Willard Williams, The Toadstool Bookshop
When we set aside our last copy for someone we change the subject to a special one for “set asides”. When we run the inventory report for in stocks to upload to our Indiecommerce website the report is set up to exclude anything with that subject as well as the subject for special orders. That way the set aside one does not appear in our inventory on the website. Works well.
Dale Szczeblowski, Porter Square Books, Inc
On Indiebound websites your inventory displays with the caveat “on hand as of”” whatever time your file was uploaded. Though we do have an explanation on our site of what “On Our Shelves” means, we suspect very few people actually read it so on occasion it has been an issue. For those customers we’ve had to explain our store inventory can’t be displayed in real time due to the limitations of our systems. Most understand. We’ve recently added more detailed information on the order and checkout pages with the understanding that most people don’t read instructions even if we were to put them in CAPS AND BOLDFACE. Overall though, we feel the benefits of displaying our inventory generally outweigh any occasional problem.
Becky Dayton, Vermont Book Shop
Or, you can do as we have done and ‘take the book out of inventory,’ by selling it out by ISBN and returning it by product code. The sale amounts to $0, the ISBN/book appears on the restock report, and the ONH quantity is set to 0. When we sell the book off the hold shelf, we ring it through by product code and price.
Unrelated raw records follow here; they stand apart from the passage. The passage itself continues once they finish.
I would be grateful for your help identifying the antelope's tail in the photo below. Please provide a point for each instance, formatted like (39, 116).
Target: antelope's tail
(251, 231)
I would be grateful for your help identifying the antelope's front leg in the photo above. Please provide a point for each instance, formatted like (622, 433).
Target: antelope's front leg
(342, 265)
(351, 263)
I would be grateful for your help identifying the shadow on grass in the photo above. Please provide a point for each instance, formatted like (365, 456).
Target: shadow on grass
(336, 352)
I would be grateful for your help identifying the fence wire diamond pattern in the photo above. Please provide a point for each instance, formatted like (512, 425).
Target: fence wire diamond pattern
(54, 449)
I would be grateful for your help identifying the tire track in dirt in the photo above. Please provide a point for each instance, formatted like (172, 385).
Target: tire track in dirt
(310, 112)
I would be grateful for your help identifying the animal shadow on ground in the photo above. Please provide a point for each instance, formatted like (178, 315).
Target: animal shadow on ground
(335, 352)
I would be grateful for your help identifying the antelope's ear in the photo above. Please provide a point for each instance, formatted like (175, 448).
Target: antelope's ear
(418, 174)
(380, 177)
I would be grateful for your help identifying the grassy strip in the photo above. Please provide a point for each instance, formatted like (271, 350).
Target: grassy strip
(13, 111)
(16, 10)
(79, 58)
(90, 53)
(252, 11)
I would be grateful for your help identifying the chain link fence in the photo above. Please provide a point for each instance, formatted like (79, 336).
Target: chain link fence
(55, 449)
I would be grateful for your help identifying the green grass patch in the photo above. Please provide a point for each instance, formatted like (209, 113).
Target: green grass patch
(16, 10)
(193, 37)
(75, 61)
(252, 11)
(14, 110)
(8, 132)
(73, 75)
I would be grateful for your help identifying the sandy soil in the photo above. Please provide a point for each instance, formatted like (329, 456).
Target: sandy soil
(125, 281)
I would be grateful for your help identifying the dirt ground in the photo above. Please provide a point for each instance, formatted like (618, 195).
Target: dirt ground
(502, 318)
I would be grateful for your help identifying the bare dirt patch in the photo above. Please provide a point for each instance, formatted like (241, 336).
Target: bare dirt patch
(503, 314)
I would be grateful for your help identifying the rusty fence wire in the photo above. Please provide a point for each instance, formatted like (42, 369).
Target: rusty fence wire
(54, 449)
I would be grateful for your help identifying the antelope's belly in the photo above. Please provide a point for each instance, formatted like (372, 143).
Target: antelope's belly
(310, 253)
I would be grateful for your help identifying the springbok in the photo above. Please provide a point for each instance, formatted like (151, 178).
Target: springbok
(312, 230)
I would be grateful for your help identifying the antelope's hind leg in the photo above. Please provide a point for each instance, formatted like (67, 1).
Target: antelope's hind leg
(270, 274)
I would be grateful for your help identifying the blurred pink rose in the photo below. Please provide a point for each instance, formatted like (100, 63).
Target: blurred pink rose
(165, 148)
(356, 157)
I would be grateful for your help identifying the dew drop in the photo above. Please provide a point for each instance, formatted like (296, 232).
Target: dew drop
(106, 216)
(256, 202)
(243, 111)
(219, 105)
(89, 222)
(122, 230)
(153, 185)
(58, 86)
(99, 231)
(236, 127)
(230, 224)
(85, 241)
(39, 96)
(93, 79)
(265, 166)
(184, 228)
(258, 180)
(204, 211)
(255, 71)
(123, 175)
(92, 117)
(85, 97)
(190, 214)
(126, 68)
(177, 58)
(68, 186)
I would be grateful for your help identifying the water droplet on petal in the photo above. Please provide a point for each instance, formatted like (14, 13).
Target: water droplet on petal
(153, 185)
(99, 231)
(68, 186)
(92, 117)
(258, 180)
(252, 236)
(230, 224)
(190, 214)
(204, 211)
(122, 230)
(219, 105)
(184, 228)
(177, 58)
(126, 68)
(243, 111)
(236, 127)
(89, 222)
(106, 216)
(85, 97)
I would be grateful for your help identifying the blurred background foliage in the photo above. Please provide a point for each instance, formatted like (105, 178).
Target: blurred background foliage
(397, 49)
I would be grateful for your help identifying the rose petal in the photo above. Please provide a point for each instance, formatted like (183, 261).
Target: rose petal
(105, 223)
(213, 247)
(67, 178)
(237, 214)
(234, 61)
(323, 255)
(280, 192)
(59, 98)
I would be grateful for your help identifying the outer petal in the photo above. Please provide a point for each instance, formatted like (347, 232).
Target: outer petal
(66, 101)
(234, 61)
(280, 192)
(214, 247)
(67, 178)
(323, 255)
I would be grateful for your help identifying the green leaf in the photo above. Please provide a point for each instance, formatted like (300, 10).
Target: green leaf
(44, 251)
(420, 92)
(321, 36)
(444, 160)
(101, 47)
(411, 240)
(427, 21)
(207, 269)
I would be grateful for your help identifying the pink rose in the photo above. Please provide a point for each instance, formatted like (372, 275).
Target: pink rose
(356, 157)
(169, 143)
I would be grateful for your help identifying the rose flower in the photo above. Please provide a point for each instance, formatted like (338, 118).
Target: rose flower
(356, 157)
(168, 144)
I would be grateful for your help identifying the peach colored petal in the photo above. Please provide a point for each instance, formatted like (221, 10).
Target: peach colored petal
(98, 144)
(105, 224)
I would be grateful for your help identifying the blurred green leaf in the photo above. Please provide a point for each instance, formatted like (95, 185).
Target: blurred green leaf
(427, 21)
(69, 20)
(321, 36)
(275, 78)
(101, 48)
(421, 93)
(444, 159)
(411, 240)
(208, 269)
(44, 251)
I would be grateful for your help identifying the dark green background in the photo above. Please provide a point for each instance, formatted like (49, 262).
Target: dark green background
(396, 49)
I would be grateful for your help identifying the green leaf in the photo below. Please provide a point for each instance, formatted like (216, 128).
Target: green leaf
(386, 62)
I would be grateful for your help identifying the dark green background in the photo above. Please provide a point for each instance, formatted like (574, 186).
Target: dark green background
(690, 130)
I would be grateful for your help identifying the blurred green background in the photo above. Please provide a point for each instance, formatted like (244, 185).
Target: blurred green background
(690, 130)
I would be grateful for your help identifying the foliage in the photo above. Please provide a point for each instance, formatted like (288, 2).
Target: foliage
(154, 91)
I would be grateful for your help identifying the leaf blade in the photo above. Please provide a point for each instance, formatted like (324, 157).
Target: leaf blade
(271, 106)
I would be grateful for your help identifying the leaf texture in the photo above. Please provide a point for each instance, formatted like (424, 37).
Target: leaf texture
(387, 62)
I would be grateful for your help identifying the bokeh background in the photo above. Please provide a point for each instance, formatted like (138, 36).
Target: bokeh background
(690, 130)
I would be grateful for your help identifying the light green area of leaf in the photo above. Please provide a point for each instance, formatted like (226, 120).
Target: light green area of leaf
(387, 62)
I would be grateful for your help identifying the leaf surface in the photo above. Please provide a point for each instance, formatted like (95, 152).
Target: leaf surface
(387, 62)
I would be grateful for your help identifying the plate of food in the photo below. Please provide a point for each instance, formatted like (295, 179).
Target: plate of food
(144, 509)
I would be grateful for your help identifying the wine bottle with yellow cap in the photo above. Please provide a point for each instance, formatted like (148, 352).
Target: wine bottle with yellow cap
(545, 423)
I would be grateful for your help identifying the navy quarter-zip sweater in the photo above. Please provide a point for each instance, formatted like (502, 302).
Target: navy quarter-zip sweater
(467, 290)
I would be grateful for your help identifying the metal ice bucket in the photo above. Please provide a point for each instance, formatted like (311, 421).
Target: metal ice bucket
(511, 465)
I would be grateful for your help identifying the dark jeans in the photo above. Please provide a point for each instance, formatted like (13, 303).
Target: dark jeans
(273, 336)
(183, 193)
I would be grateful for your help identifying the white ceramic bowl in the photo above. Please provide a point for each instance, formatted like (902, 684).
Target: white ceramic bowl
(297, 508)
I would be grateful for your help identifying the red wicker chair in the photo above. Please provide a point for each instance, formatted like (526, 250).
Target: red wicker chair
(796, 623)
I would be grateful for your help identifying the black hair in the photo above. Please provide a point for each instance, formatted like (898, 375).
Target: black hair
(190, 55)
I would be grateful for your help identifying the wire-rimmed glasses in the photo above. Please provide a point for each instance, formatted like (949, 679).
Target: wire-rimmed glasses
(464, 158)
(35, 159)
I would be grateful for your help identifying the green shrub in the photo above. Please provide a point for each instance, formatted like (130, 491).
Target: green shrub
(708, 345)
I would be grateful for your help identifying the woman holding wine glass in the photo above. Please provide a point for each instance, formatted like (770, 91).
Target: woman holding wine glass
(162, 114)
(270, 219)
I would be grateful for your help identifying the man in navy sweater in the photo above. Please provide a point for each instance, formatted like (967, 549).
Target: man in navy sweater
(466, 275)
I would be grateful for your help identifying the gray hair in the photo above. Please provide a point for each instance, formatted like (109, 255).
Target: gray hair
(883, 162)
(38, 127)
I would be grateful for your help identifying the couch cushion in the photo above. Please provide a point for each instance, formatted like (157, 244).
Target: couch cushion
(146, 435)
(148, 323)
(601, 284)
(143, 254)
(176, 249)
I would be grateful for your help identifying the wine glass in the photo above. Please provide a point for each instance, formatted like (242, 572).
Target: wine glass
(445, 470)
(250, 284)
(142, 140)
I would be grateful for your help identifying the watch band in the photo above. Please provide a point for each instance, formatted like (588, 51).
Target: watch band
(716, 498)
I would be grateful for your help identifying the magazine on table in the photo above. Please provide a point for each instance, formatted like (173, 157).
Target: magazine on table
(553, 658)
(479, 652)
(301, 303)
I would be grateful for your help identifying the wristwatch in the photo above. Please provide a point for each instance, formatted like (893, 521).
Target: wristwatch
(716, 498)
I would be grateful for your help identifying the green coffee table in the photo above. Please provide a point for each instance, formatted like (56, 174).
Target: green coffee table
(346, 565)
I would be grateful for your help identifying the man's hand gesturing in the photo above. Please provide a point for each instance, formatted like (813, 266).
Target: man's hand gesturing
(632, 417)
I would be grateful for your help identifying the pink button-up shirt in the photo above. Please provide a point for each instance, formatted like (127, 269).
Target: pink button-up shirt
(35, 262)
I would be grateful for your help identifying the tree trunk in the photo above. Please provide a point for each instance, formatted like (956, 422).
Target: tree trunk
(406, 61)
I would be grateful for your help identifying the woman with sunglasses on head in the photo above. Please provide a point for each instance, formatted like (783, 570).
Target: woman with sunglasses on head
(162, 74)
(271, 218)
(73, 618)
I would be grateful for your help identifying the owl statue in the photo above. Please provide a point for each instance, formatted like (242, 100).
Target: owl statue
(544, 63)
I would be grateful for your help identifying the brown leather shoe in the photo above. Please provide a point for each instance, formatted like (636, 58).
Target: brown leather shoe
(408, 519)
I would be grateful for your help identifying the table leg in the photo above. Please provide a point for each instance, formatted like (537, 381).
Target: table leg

We actually stopped doing this a couple of years ago when I didn’t see the point in the extra step, when we could just look on the hold shelf if we couldn’t find something, but with ONH quantities being seen by the public, it seems like a perfect solution.
Mitch Gaslin, food for Thought
Probably depends on your pos system. We use Booklog and it puts special orders and books on hold in a different category, so they don’t show up as on hand when the data gets uploaded to our IndieCommerce site.